Intel Atom C3000 Denverton – First benchmarks and what we can expect when it is finally “launched”

0
Intel C3000 Denverton Day On STH
Intel C3000 Denverton Day On STH

If you are of the opinion that Denverton is an Intel codename for a unicorn, you would not be alone. We recently saw the first Denverton SKU pop up on the Intel ARK site even though we are told that the higher core count chips were again delayed just recently. This newest delay is likely due to the recent Atom C2000 series bug (as are several other Intel products.) Since we just got wind of the delay, we figured we will post a few bits of information on the new Denverton platforms which will mark a drastic change compared to the Intel SoCs we have been accustomed to in recent years. In terms of how much this is rumor versus fact, keep reading, this is based off some hands-on experience as you will see.

Denverton What to Expect

Denverton is the codename for the new Intel Atom C3000 series that is targeting embedded server platforms. If you think about some of the low-end ARM chips that are found in devices like firewalls, as switch management controllers, and NAS appliances, Denverton is Intel’s tool to keep those appliances on x86. The previous generation, the Intel Atom C2000 generation has been extremely popular in the embedded world with vendors ranging from Cisco, HPE, QCT, Supermicro, Synology, and a slew of others use them in various products and in the above mentioned Atom C2000 series bug article we reference a hosting provider who even built their own ~68,000 Atom C2000 nodes for dedicated hosting.

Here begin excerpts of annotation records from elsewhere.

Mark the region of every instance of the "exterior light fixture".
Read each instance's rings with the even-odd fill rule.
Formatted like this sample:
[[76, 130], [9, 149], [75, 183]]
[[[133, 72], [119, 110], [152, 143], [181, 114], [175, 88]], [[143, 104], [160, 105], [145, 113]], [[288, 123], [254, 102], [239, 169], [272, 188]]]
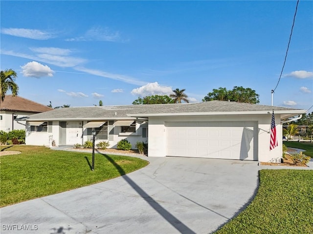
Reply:
[[96, 137], [96, 131], [92, 130], [91, 132], [92, 135], [92, 165], [91, 166], [91, 170], [94, 170], [94, 141]]

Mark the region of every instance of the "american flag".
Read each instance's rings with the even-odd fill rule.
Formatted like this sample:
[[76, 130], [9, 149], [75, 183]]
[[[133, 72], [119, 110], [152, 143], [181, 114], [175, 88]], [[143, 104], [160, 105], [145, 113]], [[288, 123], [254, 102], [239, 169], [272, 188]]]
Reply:
[[271, 150], [276, 146], [278, 146], [277, 136], [276, 135], [276, 125], [275, 125], [275, 117], [274, 111], [272, 115], [272, 122], [270, 123], [270, 142], [269, 143], [269, 150]]

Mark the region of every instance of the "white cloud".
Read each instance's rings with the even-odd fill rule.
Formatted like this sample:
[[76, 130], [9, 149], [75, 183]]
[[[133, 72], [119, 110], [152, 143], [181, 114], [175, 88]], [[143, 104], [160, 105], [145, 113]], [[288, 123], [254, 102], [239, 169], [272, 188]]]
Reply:
[[199, 101], [198, 101], [197, 98], [188, 98], [187, 99], [188, 99], [188, 100], [189, 101], [189, 102], [199, 102]]
[[26, 28], [2, 28], [1, 29], [1, 33], [20, 38], [29, 38], [36, 40], [47, 40], [55, 37], [53, 34], [48, 32]]
[[119, 32], [110, 32], [107, 28], [105, 29], [100, 27], [94, 27], [87, 31], [84, 36], [77, 38], [67, 39], [67, 41], [121, 41]]
[[84, 72], [86, 73], [94, 75], [95, 76], [98, 76], [99, 77], [104, 77], [105, 78], [109, 78], [110, 79], [120, 80], [121, 81], [125, 82], [125, 83], [128, 83], [129, 84], [135, 84], [137, 85], [143, 85], [144, 84], [147, 83], [145, 82], [141, 81], [141, 80], [138, 80], [132, 77], [124, 76], [123, 75], [109, 73], [108, 72], [104, 72], [98, 70], [89, 69], [85, 67], [74, 67], [74, 69], [77, 71]]
[[111, 93], [123, 93], [124, 91], [122, 89], [116, 89], [111, 91]]
[[286, 106], [295, 106], [297, 103], [294, 101], [287, 101], [284, 102], [284, 105]]
[[[36, 49], [31, 48], [33, 51]], [[13, 51], [1, 50], [1, 54], [17, 57], [24, 58], [30, 59], [37, 60], [62, 67], [71, 67], [86, 62], [87, 60], [80, 58], [71, 56], [64, 56], [51, 54], [37, 54], [30, 55]]]
[[168, 95], [173, 93], [171, 87], [161, 86], [157, 82], [149, 83], [136, 89], [134, 89], [132, 94], [139, 97], [150, 96], [151, 95]]
[[300, 88], [300, 90], [303, 93], [305, 93], [307, 94], [310, 94], [311, 93], [311, 91], [307, 87], [302, 86]]
[[84, 93], [81, 93], [80, 92], [78, 92], [77, 93], [75, 92], [70, 92], [69, 93], [67, 93], [67, 94], [69, 96], [74, 98], [86, 98], [88, 97], [88, 95], [86, 95]]
[[43, 61], [63, 67], [71, 67], [86, 62], [79, 58], [63, 56], [49, 54], [39, 54], [37, 56]]
[[34, 52], [55, 55], [68, 55], [72, 51], [68, 49], [58, 47], [32, 47], [29, 48]]
[[103, 95], [102, 94], [97, 94], [97, 93], [92, 93], [91, 95], [94, 98], [101, 98], [102, 97], [104, 97], [104, 95]]
[[313, 78], [313, 72], [307, 71], [294, 71], [289, 74], [285, 75], [287, 77], [293, 77], [299, 79], [305, 79], [307, 78]]
[[21, 66], [22, 73], [24, 77], [40, 78], [43, 77], [53, 77], [54, 72], [46, 65], [44, 65], [33, 61]]

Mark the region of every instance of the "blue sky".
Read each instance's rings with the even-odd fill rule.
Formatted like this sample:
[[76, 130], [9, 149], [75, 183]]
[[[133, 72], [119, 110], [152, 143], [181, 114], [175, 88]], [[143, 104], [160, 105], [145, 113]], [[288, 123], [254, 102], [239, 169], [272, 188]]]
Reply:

Let us continue and take a look at what the next generation chip will hold when it powers next-generation embedded devices:

Intel C3000 Denverton Chip Shot STH
Intel C3000 Denverton Chip Shot STH

Apologies for the thermal paste dust, but that is the chip that will power your next-generation firewall and NAS appliances. Since STH was first to bring Avoton and Rangeley benchmarks as well as Xeon D, we figured we would continue the tradition and have our first Intel Atom C3000 series benchmarks today.

Key Denverton CPU Features

  • Cores counts will scale from 2 cores to 16 cores
  • No Hyper-Threading
  • 14nm (confirmed via ARK)
  • Intel TXT, improved AES-NI, QuickAssist Technology option on some SKUs
  • Intel VT-x and VT-d for virtualization
  • DDR4 and DDR3L support (expect most systems to be DDR4) – expect ~50% more RAM bandwidth
  • Registered DDR4 DIMM support – 16GB modules will be readily available
  • Dual channel RAM configuration with up to 2 DIMMs per channel for >2 core parts
  • Maximum RAM of 64GB for dual core parts and 128GB for >2 core parts (confirmed for C3338 via ARK)
  • Significantly improved IPC compared to the Avonton/ Rangeley cores. We expect a 70% or so raw performance improvement per core
  • Lower IPC than Broadwell-DE and no L3 cache
  • We expect to see 1-2MB L2 cache per core

We are getting VT-d which was improved over Avoton/ Rangeley. Also, on the QuickAssist side, we are going to see an update. Currently, using Intel QuickAssist add-on accelerators means using a different QuickAssist version than Rangeley has (1.6 v. 1.5.) We discussed this in our QuickAssist benchmarking. This is largely going to bring the lower-end embedded parts to a newer instruction set. What might the CPU flags in Denverton look like? Here is our best “guess” for lscpu output:

Intel Denverton Lscpu Flags 2
Intel Denverton lscpu Flags

We did want to note here that AES performance is going to go way up over what you would have seen in the Atom C2000 line or the Xeon D-1500 line. See our preview performance numbers below.

In terms of timing, the Intel Atom C3338 is available now. We expect the Intel Atom C2000 delay to push the Intel Atom C3000 chips, especially the higher core count chips, out for several months. Ultimately, Intel controls the release dates and the silicon manufacturing. Given Intel has had generations of experience with the 14nm node, we are inferring there is a reason the company has released a single Denverton chip to date.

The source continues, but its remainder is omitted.